Deep in Manhattan’s West Village, Sound Generation plays host to music recording engineers and producers from around the world. Its latest investment in DiGiGrid technology has brought it yet greater networking flexibility.

Sound GenerationSound Generation’s sessions cover both music and postproduction, so having its workflow switch quickly and smoothly between them is invaluable. DiGiGrid serves its control room, vocal booth and a larger live room. A DiGiGrid IOC sits in the control room, managing a diverse range of duties, depending on the needs of each session, including I/O for talkback and listen mics, headphone outputs, and SLS and Cue feeds to the live rooms. It is also used as a multichannel input interface for the Blu-ray player and its AES I/O is used to hook up all the studio’s vintage time-based effects that max out at 48kHz sampling.

‘What initially drew me to DiGiGrid was the overall flexibility and the quality of the software and Core Audio/ASIO drivers,’ says Sound Generation owner and engineer, Andrew Mittelman. ‘With my new studio update, I wanted to be able to offer the exact same I/O set-up to all my clients, who are increasingly interested in using other DAWs besides Pro Tools.

‘Since every digital I/O on the IOC has sample rate conversion, we can keep all our master Pro Tools sessions at 96k, but still use all the cool vintage effects boxes. And since all the hardware effect insert send/returns are patched into the SoundGrid network, any engineer can inject those effects into a headphone mix without taxing the DAW.’

In the machine room, Sound Generation has a DiGiGrid DLI, two DiGiGrid MGOs and a Waves SoundGrid Server One, the DLI providing 64 DigiLink paths to/from the studio’s HDX3 Pro Tools system, allowing each user to use these paths in two different ways – for Waves SoundGrid DSP voices; or for SoundGrid networkable I/O patch points. 32 DL paths are dedicated to Waves SG DSP voices, providing low-latency Waves DSP directly from Pro Tools. The other 32 DL paths are networkable I/O for other computers or I/O devices on the SoundGrid network.

‘Up to 64 Waves SoundGrid DSP Voices are available, so it is easy to toggle the other 32 DL paths in the SoundGrid Studio app to being used for DSP,’ Mittelman continues. ‘The remaining DigiLink ports on the Pro Tools rig are connected directly to two DAD AX-32 Routers, so any type of I/O can be patched in or out of Pro Tools.’

Sound GenerationSound Generation uses Mytek AD/DA converters, which are also connected to the DAD routers. This means that the MGO and Mytek converters, used in combination with the DAD routers, give any client access to all the I/O, regardless of the DAW they want to use. Sound Generation also uses one DAD router as the master monitor controller, so any I/O connected to it can be a monitor source/destination.
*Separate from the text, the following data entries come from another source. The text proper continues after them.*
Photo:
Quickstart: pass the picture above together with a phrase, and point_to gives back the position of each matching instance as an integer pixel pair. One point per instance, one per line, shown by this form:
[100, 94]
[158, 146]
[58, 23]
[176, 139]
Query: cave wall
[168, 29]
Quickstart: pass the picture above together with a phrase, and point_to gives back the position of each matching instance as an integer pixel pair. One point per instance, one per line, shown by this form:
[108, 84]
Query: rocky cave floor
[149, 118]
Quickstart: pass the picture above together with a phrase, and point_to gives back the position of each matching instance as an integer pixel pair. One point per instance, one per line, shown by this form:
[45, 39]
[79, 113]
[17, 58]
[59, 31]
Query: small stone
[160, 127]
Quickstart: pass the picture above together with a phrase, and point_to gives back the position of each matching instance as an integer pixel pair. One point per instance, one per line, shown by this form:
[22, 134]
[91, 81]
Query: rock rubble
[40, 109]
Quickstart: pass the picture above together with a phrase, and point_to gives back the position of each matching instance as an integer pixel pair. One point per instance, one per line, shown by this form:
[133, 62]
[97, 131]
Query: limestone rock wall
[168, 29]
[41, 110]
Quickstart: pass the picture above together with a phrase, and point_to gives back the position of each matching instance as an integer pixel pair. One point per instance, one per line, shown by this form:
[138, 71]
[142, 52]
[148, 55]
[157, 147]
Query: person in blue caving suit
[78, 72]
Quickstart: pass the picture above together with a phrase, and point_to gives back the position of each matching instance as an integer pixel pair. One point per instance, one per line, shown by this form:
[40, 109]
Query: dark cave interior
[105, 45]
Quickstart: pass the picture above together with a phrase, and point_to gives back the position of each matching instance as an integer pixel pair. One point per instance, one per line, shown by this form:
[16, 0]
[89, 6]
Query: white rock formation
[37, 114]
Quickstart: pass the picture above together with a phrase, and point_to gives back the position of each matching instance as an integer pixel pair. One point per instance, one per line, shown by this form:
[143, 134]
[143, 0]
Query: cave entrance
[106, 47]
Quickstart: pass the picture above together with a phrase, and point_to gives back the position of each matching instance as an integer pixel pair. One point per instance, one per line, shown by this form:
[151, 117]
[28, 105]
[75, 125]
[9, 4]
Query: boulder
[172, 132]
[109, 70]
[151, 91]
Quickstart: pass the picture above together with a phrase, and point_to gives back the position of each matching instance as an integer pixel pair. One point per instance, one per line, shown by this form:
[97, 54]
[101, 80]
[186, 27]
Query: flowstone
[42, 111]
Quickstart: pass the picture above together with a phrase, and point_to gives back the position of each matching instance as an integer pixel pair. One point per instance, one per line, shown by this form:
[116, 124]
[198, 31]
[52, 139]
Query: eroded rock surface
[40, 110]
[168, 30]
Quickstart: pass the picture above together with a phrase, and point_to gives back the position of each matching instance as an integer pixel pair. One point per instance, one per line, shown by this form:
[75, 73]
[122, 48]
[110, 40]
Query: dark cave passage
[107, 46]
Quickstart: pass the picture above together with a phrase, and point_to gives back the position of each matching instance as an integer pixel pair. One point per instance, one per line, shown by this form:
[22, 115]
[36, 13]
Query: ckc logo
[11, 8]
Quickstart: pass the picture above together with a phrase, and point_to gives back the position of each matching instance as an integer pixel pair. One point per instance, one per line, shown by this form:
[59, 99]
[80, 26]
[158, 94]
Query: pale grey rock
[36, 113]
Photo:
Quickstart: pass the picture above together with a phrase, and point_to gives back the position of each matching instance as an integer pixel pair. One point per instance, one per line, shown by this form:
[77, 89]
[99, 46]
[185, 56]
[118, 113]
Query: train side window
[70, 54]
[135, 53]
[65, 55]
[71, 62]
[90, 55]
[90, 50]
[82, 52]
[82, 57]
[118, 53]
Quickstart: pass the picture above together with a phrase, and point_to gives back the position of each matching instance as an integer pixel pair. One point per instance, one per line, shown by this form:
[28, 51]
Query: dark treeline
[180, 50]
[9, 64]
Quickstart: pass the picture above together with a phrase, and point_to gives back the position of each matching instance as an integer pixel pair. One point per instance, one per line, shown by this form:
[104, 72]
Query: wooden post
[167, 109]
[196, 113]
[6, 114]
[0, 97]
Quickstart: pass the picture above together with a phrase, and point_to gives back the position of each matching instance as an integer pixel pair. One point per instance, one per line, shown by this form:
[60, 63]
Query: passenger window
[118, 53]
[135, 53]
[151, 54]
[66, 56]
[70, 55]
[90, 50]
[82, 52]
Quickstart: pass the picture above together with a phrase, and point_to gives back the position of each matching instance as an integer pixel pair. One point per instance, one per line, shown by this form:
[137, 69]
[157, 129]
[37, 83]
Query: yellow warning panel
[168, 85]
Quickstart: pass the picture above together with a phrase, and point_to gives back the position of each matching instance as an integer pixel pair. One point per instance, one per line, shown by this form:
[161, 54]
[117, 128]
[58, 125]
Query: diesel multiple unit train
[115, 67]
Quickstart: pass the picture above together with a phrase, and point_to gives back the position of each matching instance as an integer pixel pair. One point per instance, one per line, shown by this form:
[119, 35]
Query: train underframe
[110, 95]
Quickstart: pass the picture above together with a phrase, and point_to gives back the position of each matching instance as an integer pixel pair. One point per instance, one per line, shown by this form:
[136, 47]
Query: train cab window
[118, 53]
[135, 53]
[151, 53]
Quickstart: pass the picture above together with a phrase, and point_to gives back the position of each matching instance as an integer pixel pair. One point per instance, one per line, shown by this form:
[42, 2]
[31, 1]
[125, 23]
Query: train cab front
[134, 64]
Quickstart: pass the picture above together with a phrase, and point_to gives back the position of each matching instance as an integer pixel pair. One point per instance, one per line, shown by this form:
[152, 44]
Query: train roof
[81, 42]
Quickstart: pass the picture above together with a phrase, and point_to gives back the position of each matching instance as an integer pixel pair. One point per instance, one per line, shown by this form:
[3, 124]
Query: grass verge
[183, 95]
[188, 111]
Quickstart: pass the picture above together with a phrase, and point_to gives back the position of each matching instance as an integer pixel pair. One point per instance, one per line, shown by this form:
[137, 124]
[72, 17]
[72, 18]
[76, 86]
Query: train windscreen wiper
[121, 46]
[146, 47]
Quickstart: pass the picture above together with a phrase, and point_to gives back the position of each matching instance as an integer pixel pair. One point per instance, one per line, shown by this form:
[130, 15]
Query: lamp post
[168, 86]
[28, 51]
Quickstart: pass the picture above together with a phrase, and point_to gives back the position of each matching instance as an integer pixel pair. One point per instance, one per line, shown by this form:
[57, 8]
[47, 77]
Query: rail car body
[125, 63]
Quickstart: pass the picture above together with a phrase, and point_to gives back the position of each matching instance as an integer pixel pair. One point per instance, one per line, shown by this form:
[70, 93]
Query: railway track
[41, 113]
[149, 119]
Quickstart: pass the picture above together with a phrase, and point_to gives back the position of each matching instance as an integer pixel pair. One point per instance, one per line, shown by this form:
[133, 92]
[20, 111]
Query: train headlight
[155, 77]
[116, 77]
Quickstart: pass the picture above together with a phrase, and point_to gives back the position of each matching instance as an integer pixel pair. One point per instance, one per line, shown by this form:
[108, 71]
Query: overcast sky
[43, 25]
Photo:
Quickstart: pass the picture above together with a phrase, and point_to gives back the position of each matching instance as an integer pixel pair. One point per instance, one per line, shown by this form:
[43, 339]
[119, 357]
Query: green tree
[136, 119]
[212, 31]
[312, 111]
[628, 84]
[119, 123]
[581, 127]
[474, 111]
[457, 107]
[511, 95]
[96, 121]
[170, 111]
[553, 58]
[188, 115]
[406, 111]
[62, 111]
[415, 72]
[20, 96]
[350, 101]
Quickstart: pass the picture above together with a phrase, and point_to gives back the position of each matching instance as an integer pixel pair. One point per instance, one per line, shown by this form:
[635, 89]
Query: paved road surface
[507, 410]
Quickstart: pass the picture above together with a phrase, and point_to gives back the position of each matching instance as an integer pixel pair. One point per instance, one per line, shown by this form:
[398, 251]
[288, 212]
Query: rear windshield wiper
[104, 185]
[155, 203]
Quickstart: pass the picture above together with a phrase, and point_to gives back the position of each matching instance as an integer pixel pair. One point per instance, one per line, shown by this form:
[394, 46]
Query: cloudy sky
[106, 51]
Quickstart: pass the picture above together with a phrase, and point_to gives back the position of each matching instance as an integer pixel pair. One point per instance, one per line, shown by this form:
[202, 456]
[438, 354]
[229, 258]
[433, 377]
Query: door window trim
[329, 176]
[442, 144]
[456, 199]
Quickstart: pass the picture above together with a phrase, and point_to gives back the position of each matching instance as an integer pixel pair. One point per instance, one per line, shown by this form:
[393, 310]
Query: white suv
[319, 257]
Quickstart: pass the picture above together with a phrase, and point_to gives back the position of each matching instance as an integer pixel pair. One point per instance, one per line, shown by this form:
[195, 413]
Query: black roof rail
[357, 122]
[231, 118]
‘There are many occasions when my clients come in with their own laptops with multitrack sessions already created. Before I installed DiGiGrid, I spent a lot of time consolidating, bouncing and then importing audio files into Pro Tools. Now I can hand my clients an Ethernet cable and get up to 128 outputs from their computer feeding directly into my Pro Tools rig,’ Mittelman says. ‘Since the SoundGrid network supports an audio Midi set-up to sync two computers’ DAW transports, I can choose to monitor the tracks live until my client is ready to commit, and then I can do a one-time record pass into Pro Tools right on the grid.

‘The DiGiGrid interfaces also allow me to easily turn the vocal booth into another control room, so my clients can have a mix session going on in the main control room, and a separate tracking session taking place in the live room. In addition to the IOC, DLI and two MGOs that I keep connected to the main control room, I also have an IOS that isn’t installed in any specific room. I can give the IOS to another engineer/producer to use as a separate I/O plus DSP rig when the control room is busy with a mixing session.

‘And I can even take it out on live recording/mixing dates and use it in conjunction with the Waves LV1 software mixer and tracks live. The whole set-up provides me with an unparalleled level of flexibility.’